Reputation: 313
col.names was added on data.table 1.9.6 so issue is over and everyone super happy :) I think I can now convert all my read.csv calls to fread calls without worries of destruction
using data.table 1.9.4
I'm importing read.csv calls to fread due to HUGE performance improvements we've noticed. Most issues I can handle but I've reached a point where I'm clueless and wonder if anyone has an elegent solution.

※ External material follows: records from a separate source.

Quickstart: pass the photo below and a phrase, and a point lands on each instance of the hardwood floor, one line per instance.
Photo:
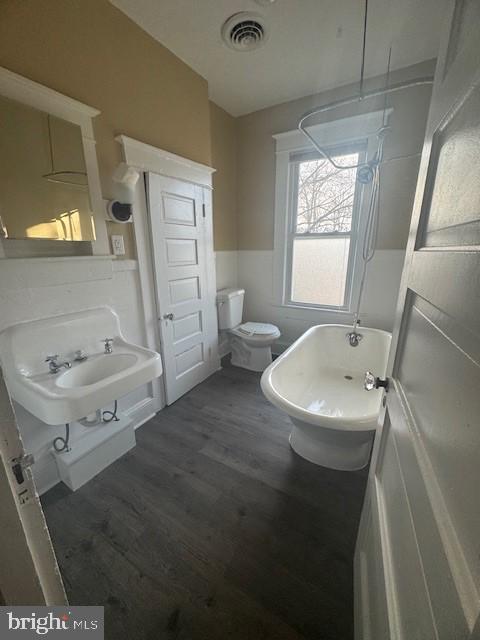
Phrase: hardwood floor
(212, 527)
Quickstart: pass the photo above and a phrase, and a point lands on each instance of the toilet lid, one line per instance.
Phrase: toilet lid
(257, 328)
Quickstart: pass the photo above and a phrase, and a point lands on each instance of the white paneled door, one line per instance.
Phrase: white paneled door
(417, 562)
(182, 247)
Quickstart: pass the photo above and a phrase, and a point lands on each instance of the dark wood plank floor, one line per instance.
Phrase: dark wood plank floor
(212, 528)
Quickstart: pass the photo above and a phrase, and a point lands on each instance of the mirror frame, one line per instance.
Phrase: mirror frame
(32, 94)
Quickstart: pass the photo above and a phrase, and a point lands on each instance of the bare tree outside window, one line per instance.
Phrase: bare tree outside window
(321, 246)
(325, 195)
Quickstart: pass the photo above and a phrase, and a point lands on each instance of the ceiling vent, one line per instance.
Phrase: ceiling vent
(244, 31)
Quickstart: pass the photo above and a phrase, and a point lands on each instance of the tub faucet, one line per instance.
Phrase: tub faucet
(55, 366)
(353, 336)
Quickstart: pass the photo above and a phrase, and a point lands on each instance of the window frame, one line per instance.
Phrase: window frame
(350, 132)
(295, 160)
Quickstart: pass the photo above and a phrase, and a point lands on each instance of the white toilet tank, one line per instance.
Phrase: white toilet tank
(230, 307)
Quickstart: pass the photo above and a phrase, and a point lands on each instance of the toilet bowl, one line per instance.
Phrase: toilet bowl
(250, 342)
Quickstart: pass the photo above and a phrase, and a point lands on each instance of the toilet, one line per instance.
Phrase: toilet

My problem is that I have named colClasses but the input has no header (it's a grep function), here's a silly example to make sense:
males.students <- read.csv(pipe("grep Male students.csv"),
col.names=c("id", "name", "gender"),
colClasses=(id="numeric"))
now in fread I still want the named colClasses but I have no col names so just using
males.students <- fread("grep Male students.csv"),
colClasses=(id="numeric"))
fails with
Column name 'id' in colClasses[[1]] not found
How can I fix that? are there plans to add col.names?
Upvotes: 4
Views: 1889
Reputation: 9621
Answering the original question, if the problem is that grep
removes the header, you could use awk
instead, to print the first line and any lines containing "Male":
fread("awk 'NR==1 || /Male/' students.csv"), colClasses=(id="numeric"))
This might help people that still use the old version of data.table
.
Upvotes: 0
Reputation: 49448
Add the names in the command line:
fread('echo "id,name,gender"; grep Male students.csv', colClasses = c(id='numeric'))
Upvotes: 3